A: Solving linear equations has numerous real-world applications, including finance, science, and engineering. In finance, linear equations are used to calculate interest rates, investment returns, and credit scores. In science, linear equations are used to model population growth, chemical reactions, and physical systems. In engineering, linear equations are used to design and optimize systems, such as bridges, buildings, and electronic circuits.

Q: Can I use linear equations to solve systems of equations?

A: Yes, you can use linear equations to solve systems of equations. A system of equations is a set of two or more equations that are all true at the same time.
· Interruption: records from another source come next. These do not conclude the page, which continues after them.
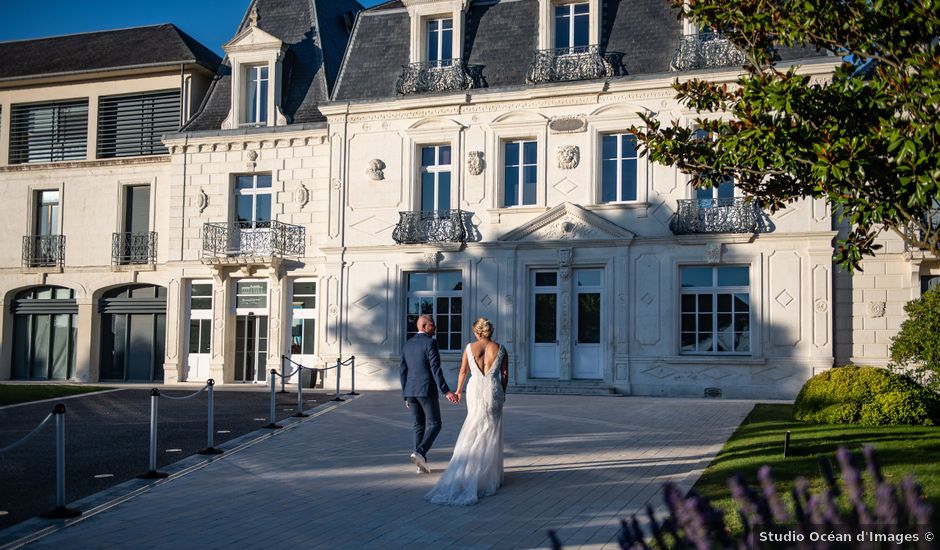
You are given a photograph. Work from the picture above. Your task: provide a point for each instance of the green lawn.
(759, 440)
(11, 394)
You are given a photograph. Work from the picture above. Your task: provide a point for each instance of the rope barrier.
(26, 437)
(202, 389)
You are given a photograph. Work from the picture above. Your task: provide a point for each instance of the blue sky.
(212, 22)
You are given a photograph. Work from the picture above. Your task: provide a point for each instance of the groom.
(421, 376)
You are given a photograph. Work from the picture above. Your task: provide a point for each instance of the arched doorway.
(133, 333)
(44, 330)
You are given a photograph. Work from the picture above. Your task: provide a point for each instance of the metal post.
(336, 397)
(300, 394)
(271, 424)
(352, 383)
(210, 435)
(60, 510)
(152, 472)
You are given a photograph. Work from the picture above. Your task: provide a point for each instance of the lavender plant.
(692, 523)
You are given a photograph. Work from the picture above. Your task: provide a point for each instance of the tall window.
(253, 200)
(715, 310)
(440, 295)
(618, 168)
(435, 178)
(256, 96)
(572, 25)
(440, 41)
(519, 186)
(133, 125)
(49, 132)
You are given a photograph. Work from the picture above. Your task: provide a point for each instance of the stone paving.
(342, 479)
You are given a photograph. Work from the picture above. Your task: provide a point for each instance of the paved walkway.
(343, 480)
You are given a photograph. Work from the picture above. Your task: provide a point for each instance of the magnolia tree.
(867, 140)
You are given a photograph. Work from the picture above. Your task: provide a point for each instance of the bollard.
(272, 425)
(352, 383)
(300, 394)
(152, 473)
(60, 511)
(210, 436)
(336, 397)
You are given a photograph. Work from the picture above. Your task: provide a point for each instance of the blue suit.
(421, 378)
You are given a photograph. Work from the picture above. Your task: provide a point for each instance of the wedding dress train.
(476, 469)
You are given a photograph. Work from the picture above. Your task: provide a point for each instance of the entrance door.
(199, 342)
(251, 330)
(587, 354)
(544, 332)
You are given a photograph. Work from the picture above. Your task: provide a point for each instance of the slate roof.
(502, 35)
(316, 34)
(149, 46)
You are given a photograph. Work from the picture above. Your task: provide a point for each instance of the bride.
(476, 469)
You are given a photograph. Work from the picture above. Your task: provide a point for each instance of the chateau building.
(350, 169)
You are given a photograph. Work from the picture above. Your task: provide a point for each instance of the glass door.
(544, 324)
(588, 340)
You can use linear equations to solve systems of equations by using methods such as substitution or elimination.

Q: What are some common mistakes to avoid when solving linear equations?

A: Some common mistakes to avoid when solving linear equations include:

Not isolating the variable on one side of the equation
Not checking your work by plugging the solution back into the original equation
Not using the correct order of operations (PEMDAS)
Not simplifying the equation before solving it

Here are some additional resources for learning more about solving linear equations:

Online tutorials: There are many online tutorials and videos that can help you learn how to solve linear equations.
Practice problems: Practice problems are a great way to reinforce your understanding of solving linear equations.
Math textbooks: Math textbooks can provide a comprehensive overview of solving linear equations and other mathematical concepts.
Online communities: Online communities, such as math forums and social media groups, can provide a platform for asking questions and getting help with solving linear equations.

By using these resources and practicing regularly, you can become proficient in solving linear equations and apply this skill to real-world problems.